Penguins defenseman Kris Letang was named one of three finalists for the NHL’s 2015 Bill Masterton Trophy, which will be awarded at the league’s annual Award Show in Las Vegas on June 24.
“First I want to thank my family,” Letang told the Penguins’ official website. “And I want to thank the team, from the ownership to the coaches, especially the medical staff. They gave me all the assets to make a full recovery from my stroke. I couldn’t have asked for better care.
“They took care of me like I was their own son.”
Letang was selected as the Penguins’ Masterton nominee, given to the player who “best exemplifies the qualities of perseverance, sportsmanship and dedication to hockey,” by the local media in back-to-back seasons (2014, ’15) for his incredible return from a stroke, suffered in January 2014.
Letang, 28, set career highs in goals (11-tied), assists (43) and points (54) in 2014-15. His .78 points-per-game ranked fourth among all league defensemen and was only behind Erik Karlsson’s .80.
Letang not only made a full, healthy recovery following the stroke. He enjoyed his best personal season and a Norris Trophy (best NHL defensemen) caliber year in 2014-15.
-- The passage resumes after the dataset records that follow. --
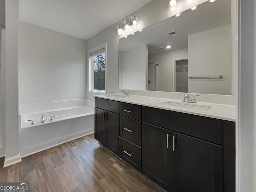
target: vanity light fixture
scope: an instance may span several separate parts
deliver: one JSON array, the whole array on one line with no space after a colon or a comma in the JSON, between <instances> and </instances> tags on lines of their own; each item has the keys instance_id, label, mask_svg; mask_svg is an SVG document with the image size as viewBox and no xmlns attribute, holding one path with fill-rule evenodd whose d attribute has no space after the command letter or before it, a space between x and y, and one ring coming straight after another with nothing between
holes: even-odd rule
<instances>
[{"instance_id":1,"label":"vanity light fixture","mask_svg":"<svg viewBox=\"0 0 256 192\"><path fill-rule=\"evenodd\" d=\"M118 25L116 28L117 30L117 34L118 35L122 35L122 32L123 31L123 28L121 25Z\"/></svg>"},{"instance_id":2,"label":"vanity light fixture","mask_svg":"<svg viewBox=\"0 0 256 192\"><path fill-rule=\"evenodd\" d=\"M193 2L193 1L194 0L185 0L187 2L187 3L190 3Z\"/></svg>"},{"instance_id":3,"label":"vanity light fixture","mask_svg":"<svg viewBox=\"0 0 256 192\"><path fill-rule=\"evenodd\" d=\"M195 6L194 7L192 7L191 8L190 8L189 9L190 9L190 10L194 10L195 9L196 9L198 7L198 6L197 5L196 6Z\"/></svg>"},{"instance_id":4,"label":"vanity light fixture","mask_svg":"<svg viewBox=\"0 0 256 192\"><path fill-rule=\"evenodd\" d=\"M137 28L138 26L138 23L139 20L136 16L137 13L134 14L134 16L126 18L126 20L123 21L118 24L116 28L117 30L117 34L118 35L121 35L123 31L124 30L125 32L128 32L130 27L132 26L134 28Z\"/></svg>"},{"instance_id":5,"label":"vanity light fixture","mask_svg":"<svg viewBox=\"0 0 256 192\"><path fill-rule=\"evenodd\" d=\"M124 23L124 30L126 32L127 32L129 28L130 28L130 22L128 22L128 21L126 21Z\"/></svg>"},{"instance_id":6,"label":"vanity light fixture","mask_svg":"<svg viewBox=\"0 0 256 192\"><path fill-rule=\"evenodd\" d=\"M132 24L134 29L137 28L138 26L138 20L139 20L138 19L138 18L135 15L134 17L132 18Z\"/></svg>"},{"instance_id":7,"label":"vanity light fixture","mask_svg":"<svg viewBox=\"0 0 256 192\"><path fill-rule=\"evenodd\" d=\"M171 0L169 3L169 8L171 11L174 11L176 9L176 0Z\"/></svg>"}]
</instances>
“I felt good about this year, especially after last year with everything that happened,” Letang said. “All the work I put in this summer and the work the doctors did for me, it turned out that way. I was not expecting to have a year like that, but it all came together.”
Letang suffered the stroke in late January, 2014 as the team left for their West Coast road trip. Letang, whose first question after being diagnosed with a stroke was when he could play hockey again, missed over two months and 26 games of action, returning April 9 against Detroit.
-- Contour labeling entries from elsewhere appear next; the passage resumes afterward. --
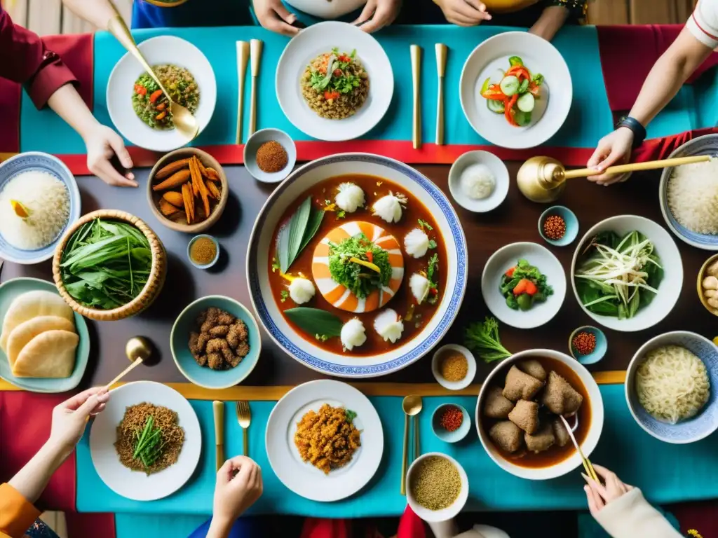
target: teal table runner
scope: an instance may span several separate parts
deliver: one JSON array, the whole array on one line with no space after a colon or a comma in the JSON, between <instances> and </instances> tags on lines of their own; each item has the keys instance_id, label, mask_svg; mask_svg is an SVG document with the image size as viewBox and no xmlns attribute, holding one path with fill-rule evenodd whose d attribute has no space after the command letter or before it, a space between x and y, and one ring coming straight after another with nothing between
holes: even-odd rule
<instances>
[{"instance_id":1,"label":"teal table runner","mask_svg":"<svg viewBox=\"0 0 718 538\"><path fill-rule=\"evenodd\" d=\"M716 435L691 445L669 445L645 433L631 417L623 385L602 385L605 423L592 461L615 471L625 481L640 486L653 503L665 504L718 497ZM374 397L384 429L384 453L374 478L359 494L331 503L332 517L398 516L406 506L399 494L404 416L401 398ZM585 509L586 498L578 470L555 480L523 480L500 468L484 451L475 425L467 439L456 444L439 440L431 429L434 410L449 402L473 413L474 397L424 398L420 416L422 452L449 454L469 476L467 511ZM131 512L209 515L215 484L214 429L212 402L192 400L202 432L202 452L197 471L187 485L164 499L138 502L113 493L102 482L90 456L86 434L77 450L77 509L78 511ZM241 453L242 434L233 407L226 404L225 453ZM327 514L326 505L308 501L287 489L272 473L264 448L264 428L273 402L251 403L253 425L249 429L249 455L261 466L264 494L252 507L255 514L312 516ZM473 422L473 420L472 420ZM507 492L510 492L508 494Z\"/></svg>"},{"instance_id":2,"label":"teal table runner","mask_svg":"<svg viewBox=\"0 0 718 538\"><path fill-rule=\"evenodd\" d=\"M488 143L473 131L462 111L459 100L461 70L466 58L477 44L510 29L516 29L500 27L460 28L448 25L396 26L377 34L377 39L386 50L393 69L394 95L385 118L363 138L374 141L411 140L412 92L409 44L416 43L424 49L422 139L425 143L434 141L437 83L434 44L442 42L449 49L445 78L446 143L488 145ZM214 115L208 128L195 141L196 145L233 143L238 88L235 42L253 38L264 42L258 90L258 128L274 127L286 131L297 141L311 140L282 114L274 90L276 65L288 38L258 27L160 29L134 32L139 42L167 34L182 37L198 47L209 59L217 79L217 105ZM594 27L566 27L556 37L554 44L569 65L574 97L566 123L546 146L593 148L600 137L612 128L596 29ZM106 102L107 83L113 67L124 52L112 36L106 32L95 34L94 112L100 121L108 125L111 125L111 122ZM286 83L294 82L286 81ZM246 87L246 103L248 103L248 84ZM718 72L716 70L695 84L684 87L676 98L651 123L648 137L713 126L718 117L717 87ZM130 91L129 88L128 98ZM22 151L43 151L57 154L84 153L82 140L54 113L47 110L37 110L27 95L23 95L22 100ZM248 115L245 113L247 123ZM246 125L244 132L247 132L247 127Z\"/></svg>"}]
</instances>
After the playoffs, Letang spent the entire summer finding the right training program to help him return as one of the NHL’s best at his position. He worked closely with doctors to change his routine, getting more rest and being efficient with his workouts. All of that hard work in the summer was performed with one goal in mind: being the best.
“Last year I was just trying to come back and play hockey. This year I wanted to come back to the level I was playing before and be a guy that will make an impact on my team,” Letang said. “That’s why I worked really hard this summer with the doctors, with trainers, just to get back to what I’m capable of doing.”
Letang, who missed the final seven regular-season games and all of the 2015 postseason with a concussion, deals with the effects of the stroke every day of his life, whether lack of stamina or having dizzy spells.
“There are a lot of little details that people can’t really see,” Letang said. “You know your body so well and you’re used to something and then it changes. You see differently. You get dizzy. It’s just getting used to the new me, with the help of doctors.”
Letang suffered the stroke at the age of 26. It was a shocking occurrence not only for someone so young, but someone who is the best-conditioned athlete in his sport. He has used his condition to help raise heart awareness. Letang co-chaired the 2014 Pittsburgh Heart Walk this past November, which helped raise over $6,500.
Two other Pens in the team’s history have won the Masterton Trophy: Mario Lemieux, 1993; Lowell McDonald, 1973.